Jade choked back a deluge of obscenities that begged to be unleashed, knowing it would do her no good to explode.
“The other gals on the desk don’t usually bother her,” a voice interrupted. It was Guillermo’s. Jade guessed he had seen she was having trouble with the new attendant.
Nice, that he would come to my rescue.
The receptionist puffed up. “Mister Rodriguez, policies are in place for a reason.”
“I realize that, Mrs. Azarian.” He leaned over the desk, lowering his voice. “But the kid just lost her mother. She could use a break.”
The woman huffed indignantly then turned her back to him. “Rules are rules, Mister Rodriguez.”
“Alright then. I’ll take her in myself.”
The wiry grey head snapped sharply around to face him. Jade thought the woman’s head should have flung from her shoulders; the movement so forceful. She envisioned it bounding across the floor like a loose bowling ball.
“Mister Rodriguez, I will have to report this!”

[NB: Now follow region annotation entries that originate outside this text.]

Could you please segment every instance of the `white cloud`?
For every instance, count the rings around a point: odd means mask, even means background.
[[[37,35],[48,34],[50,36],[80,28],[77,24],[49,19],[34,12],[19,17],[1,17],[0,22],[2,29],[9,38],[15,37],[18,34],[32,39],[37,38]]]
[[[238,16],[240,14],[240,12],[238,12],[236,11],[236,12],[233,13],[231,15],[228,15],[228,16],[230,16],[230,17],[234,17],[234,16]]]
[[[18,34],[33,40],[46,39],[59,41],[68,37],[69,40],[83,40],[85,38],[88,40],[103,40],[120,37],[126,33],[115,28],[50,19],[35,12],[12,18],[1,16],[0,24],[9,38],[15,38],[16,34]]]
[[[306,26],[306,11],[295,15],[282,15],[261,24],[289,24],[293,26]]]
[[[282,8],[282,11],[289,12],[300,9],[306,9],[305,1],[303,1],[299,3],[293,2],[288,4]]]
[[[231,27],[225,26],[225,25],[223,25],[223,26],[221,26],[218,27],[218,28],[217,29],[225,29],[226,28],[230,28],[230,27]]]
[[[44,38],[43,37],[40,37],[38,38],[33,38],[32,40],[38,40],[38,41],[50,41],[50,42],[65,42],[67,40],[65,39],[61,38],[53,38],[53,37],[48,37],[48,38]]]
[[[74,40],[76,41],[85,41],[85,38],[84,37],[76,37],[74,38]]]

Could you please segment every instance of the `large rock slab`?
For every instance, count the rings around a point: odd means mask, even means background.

“You do that.” Guillermo replied motioning Jade to follow as he moved away and down the hall.
“Wait!” the woman called. She leapt out from behind her desk, flailing a paper badge. “She still needs a pass.”
Jade’s heart raced while the elevator climbed, thumping in a frenzied rhythm. She closed her eyes and focusing on the beat, willed it and her mounting anxiety to slow.
“You ok, kid?”
“You sure?” Guillermo pressed.
“Uh huh,” Jade answered.
A chime sounded as the elevator slowed to a stop.
“Ladies first,” Guillermo prompted.
Jade stepped out into the corridor. She wondered how far the security guard meant to follow her and then was relieved when he stopped at the nurse’s station.
Inside room 612, Jade checked the monitors. She had been shown how to read them that first night she visited. That was a week after the car accident that killed her mother – two days after her father’s transfer from the hospital in Utah to the facility in Las Vegas.
Jade had suffered only a mild concussion, nothing serious enough to keep her in hospital for more than a day. After that, authorities brought her back to Nevada then shuffled her off to a foster home until a relative could collect her.
Though she knew they existed, she had never met the “Georgia” Tucker’s. In fact she did not know any of her extended family, except through old photos. She had just supposed that was how it was when you were the only child of two only children.
Jade fought to bring to mind the faces of the couple that fostered her. But, like everything in that week after the accident, they were blurred. What she did remember was they had been kind enough to leave her alone.
Satisfied with the monitors’ readings, she turned her attentions to a countertop shelf and it’s only resident: a book. She had brought it in from home; one in a collection of old classics her father kept.
Jade settled into the room’s recliner, opened the book at the place last marked then began to read.
“Journey To The Center of The Earth: chapter twenty seven.”